Ergenlik ve yetişkinlik dönemlerinden ayrılan beliren yetişkinlik döneminin beş temel özelliği bulunmaktadır (Arnett, 2000: 470). Bu beş temel özelliklerden ilki bireyin kendini tanımaya ve anlamaya çalışması yani kimlik arayışıdır. Bu kimlik arayışı içerisinde birey kendi dünya görüşünü oluşturur, bir meslekten beklentilerini netleştirmek için alan çalışmaları yapar ve romantik ilişkilerinde beklentilerini netleştirir. İlk özellikten de çıkarılabileceği gibi ikinci temel özellik bu dönemin değişim ve dönüşüm dönemi olduğudur. Ergenlik sürecinde birey kendine odaklanmaya çalışsa da çevre daha baskın gelirken beliren yetişkinlik döneminde kişi kendi hayatına, kendi benliğine odaklanır. Dördüncü özelliğimiz ve bu dönemin ortaya çıkışında ilk belirtilen husus olan ergenlik ve yetişkinlik dönemi olmadığı bu ilk dönem arasında yeni bir dönüşüm aşaması olduğudur. Diğer iki dönem arasında kalan beliren yetişkinliğe hazırlık sürecidir. Ergenlikten kopup yetişkinliğe hazırlanma aşaması olması sebebiyle arafta hissedilen bir dönemdir.
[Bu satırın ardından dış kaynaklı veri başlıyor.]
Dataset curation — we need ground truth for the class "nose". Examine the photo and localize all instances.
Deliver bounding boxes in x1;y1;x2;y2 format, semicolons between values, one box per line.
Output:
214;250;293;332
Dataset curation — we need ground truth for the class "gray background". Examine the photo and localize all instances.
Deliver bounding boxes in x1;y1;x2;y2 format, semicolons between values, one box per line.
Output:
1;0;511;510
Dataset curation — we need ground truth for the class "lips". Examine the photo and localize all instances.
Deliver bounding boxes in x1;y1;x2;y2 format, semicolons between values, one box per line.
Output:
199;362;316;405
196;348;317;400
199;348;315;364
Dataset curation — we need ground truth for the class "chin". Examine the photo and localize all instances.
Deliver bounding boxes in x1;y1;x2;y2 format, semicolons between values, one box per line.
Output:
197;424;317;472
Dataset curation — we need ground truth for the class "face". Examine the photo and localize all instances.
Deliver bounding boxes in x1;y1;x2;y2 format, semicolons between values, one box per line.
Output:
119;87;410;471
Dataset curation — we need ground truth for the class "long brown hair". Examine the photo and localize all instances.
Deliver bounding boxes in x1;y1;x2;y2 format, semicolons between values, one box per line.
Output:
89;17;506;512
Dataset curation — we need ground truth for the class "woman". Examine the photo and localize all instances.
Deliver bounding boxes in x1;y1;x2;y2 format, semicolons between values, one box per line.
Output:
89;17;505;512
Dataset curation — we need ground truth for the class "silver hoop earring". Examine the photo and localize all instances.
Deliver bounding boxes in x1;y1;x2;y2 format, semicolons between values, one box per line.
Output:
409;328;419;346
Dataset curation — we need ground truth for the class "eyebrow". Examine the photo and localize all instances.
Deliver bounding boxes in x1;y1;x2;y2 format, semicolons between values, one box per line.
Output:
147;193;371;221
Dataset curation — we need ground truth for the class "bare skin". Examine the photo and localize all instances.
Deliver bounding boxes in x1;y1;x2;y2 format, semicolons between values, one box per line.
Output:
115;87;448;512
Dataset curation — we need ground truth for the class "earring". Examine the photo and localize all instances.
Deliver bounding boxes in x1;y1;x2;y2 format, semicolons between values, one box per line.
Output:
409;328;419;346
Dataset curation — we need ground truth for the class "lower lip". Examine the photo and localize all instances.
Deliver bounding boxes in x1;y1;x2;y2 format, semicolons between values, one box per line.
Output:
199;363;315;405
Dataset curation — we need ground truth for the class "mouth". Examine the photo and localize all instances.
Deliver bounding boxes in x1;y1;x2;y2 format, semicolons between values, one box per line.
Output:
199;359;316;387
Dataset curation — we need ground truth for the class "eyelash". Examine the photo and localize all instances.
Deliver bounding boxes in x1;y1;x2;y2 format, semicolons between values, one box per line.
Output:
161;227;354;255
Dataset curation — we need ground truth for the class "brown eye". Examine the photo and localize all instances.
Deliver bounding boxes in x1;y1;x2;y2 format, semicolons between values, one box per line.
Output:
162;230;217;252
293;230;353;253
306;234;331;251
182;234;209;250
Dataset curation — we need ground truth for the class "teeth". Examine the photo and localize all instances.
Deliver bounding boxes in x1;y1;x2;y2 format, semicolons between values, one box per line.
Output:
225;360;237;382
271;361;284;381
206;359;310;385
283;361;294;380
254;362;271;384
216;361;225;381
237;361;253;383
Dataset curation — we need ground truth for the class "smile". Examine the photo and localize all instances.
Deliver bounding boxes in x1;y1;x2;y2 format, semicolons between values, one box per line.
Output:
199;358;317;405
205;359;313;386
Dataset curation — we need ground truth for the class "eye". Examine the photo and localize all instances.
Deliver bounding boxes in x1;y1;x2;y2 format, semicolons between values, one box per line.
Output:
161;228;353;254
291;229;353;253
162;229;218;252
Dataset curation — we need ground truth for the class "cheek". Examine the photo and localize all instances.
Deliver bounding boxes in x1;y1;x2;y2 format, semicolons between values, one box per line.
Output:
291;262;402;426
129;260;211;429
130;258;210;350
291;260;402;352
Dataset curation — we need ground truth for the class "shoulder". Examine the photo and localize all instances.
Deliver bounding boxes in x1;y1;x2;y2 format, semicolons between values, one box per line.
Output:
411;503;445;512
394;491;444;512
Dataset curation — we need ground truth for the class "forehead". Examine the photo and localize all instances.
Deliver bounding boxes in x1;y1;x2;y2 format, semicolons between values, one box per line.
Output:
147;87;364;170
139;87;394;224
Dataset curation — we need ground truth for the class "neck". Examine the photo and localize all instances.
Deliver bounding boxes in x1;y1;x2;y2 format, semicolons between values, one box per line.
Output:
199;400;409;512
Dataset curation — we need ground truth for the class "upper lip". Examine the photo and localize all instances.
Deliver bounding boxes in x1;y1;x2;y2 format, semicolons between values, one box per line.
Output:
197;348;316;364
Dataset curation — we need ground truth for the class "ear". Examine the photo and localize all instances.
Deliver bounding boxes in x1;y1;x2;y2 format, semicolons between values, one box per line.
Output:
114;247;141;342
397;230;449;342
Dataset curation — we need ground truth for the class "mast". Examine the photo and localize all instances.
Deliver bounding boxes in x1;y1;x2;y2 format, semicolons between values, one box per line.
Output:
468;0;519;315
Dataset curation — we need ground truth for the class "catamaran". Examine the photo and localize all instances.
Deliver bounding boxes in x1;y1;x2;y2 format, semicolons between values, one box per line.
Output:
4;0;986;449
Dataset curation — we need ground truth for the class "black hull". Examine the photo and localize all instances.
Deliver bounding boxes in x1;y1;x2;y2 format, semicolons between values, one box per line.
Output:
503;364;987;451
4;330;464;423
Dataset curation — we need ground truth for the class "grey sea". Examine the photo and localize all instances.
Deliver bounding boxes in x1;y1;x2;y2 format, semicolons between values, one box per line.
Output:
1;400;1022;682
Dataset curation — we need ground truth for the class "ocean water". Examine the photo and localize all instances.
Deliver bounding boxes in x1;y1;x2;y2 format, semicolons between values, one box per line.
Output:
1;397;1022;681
Ve son olarak beliren yetişkinlik döneminin en büyük avantajı bireyin kendi hayatını bireysel seçimleri doğrultusunda inşa edebilmesidir.

Bu avantajın en büyük destekçisi ise bu dönemde bireylerin hayatlarında fırsatların yoğun olmasıdır. Süreçte birçok deneme yanılma ile beliren yetişkin kendi hayatını inşa edecek ve dönüşüm süreci zenginleşecek ve kişiyi hayata dair daha deneyimli hale getirecektir. Bu dönemdeki fırsatların çok oluşu kişinin kendi seçimlerini yapabilmesi ve sonuçlarının gerekliliklerini üstlenebilmesi kişiyi geliştiren unsurlardır (Arnett, 2006: 5-10).

(28)

2.2.1. Kimlik Arayışı

Beliren yetişkinlerin kimlik duygusu gelişme aşamasındadır. Bu sebepten yürümek istediği yol, olmak istediği kişi konusunda çelişkilerin yaşanması olağan bir durumdur. Bu sebepten bu dönemde “yaşamımı nasıl devam ettirmek istiyorum?” sorusuna beliren yetişkinler cevap arar. Hem iş hayatı hem de duygusal yakınlıklarında farklı deneyimlerde bulunarak kendilerine en uygun olanı bulmaya çalışırlar. Beliren yetişkinler, meslek hayatlarına doğru yatırımları yapabilmek, yetenekleri doğrultusunda deneyim edinmek ve bu süreçte mutlu olabilecekleri alanlarda yer almaya çalışırlar (Arnett, 2000: 378). Bu süreçte part time işlerle ve stajlarla yaşamın büyük bir kısmını kapsayan iş hayatına doğru çeşitli adımlar atmaktadırlar. Bu ufak tefek adımlar iş yaşamının provaları olarak bireyin hem kendini tanımasını hem de gerçek ilgi alanlarını bulmasını sağlamaktadır.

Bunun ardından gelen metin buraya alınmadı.